Mardi 15 novembre encore, selon les autorités locales, deux personnes ont été tuées et trois blessées dans des frappes ukrainiennes contre la région russe de Belgorod. Dépôt de pétrole, centrale électrique et même immeubles d'habitation : depuis cet été, le conflit a débordé sur le territoire russe, essentiellement dans les villes et villages de l'ouest du pays, le long de la frontière avec l'Ukraine. Depuis un mois, Belgorod et sa région vivent aussi sous un régime dit de sécurité « moyen », juste au-dessous du niveau de la loi martiale.
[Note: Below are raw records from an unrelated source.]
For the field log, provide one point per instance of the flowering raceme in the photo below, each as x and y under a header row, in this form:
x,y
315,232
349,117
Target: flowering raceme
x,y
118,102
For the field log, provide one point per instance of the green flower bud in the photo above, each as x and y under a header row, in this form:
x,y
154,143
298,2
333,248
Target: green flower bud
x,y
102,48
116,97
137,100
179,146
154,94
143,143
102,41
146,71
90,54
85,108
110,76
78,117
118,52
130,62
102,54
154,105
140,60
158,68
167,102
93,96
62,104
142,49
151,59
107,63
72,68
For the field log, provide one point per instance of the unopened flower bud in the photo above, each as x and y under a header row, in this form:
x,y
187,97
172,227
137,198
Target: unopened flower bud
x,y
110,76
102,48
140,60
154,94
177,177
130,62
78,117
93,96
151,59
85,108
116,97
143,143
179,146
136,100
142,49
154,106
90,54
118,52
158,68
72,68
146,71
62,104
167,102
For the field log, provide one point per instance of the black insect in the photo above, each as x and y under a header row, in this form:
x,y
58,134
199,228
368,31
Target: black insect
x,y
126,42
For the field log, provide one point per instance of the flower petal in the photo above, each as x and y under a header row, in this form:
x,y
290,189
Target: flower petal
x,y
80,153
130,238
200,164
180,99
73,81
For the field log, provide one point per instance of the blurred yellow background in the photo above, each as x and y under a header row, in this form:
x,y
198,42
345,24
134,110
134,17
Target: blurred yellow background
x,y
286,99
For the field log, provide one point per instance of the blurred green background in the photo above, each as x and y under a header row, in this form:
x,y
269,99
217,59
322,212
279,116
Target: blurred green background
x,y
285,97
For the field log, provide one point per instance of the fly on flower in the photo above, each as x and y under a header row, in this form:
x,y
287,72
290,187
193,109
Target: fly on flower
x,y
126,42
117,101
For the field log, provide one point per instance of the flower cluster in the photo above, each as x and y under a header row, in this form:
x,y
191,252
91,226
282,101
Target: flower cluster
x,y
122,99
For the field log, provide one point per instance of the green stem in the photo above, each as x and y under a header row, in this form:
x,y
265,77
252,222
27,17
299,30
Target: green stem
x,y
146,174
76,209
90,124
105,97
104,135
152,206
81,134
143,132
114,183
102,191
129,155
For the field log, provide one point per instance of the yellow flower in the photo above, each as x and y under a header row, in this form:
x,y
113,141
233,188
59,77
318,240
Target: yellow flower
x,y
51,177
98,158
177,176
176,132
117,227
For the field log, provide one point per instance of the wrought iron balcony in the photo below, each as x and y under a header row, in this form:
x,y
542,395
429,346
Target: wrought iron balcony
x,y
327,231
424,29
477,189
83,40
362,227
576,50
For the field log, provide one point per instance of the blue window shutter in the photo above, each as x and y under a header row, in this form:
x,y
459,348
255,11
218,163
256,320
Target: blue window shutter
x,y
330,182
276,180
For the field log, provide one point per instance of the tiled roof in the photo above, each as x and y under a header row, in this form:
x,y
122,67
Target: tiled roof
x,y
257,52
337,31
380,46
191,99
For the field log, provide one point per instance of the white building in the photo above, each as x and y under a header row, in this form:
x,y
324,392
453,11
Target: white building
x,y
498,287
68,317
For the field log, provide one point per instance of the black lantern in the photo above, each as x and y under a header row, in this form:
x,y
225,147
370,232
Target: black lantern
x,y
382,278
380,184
Et depuis quelques jours circule un manuel destiné aux enfants d'âge pré-scolaire sur comment gérer un quotidien menaçant.

De notre correspondante à Moscou,

Ils ne savent pas encore lire couramment, à peine écrire quelques mots, mais ils doivent apprendre à reconnaître le bruit d’une alarme anti-aérienne et ce qu’est une mine anti-personnel.

Pour cela, les enfants de 5 à 7 ans dans la région de Belgorod disposent désormais d’un manuel de formation. À l’appui, des dessins. Exemple : colorier dans une image tout ce qui peut ressembler à une mine dite « pétale ». Très létale, ce type d’engins est connu pour mutiler sur plusieurs mètres de distance.

Le mécontentement de certains parents

Autre chapitre important de ce livre, comment se comporter en cas de bombardements. Là aussi, c'est à l'aide du coloriage que se fait la pédagogie : les enfants sont invités à mettre en couleurs sur le plan d’un appartement les endroits où ils ne peuvent pas se cacher. On trouve aussi dans ces pages des comptines, des poèmes avec des rimes qui égrènent toutes ces consignes. Certains parents ont protesté : laissons les adultes les protéger, ils doivent avoir une petite enfance normale, ont-ils dit.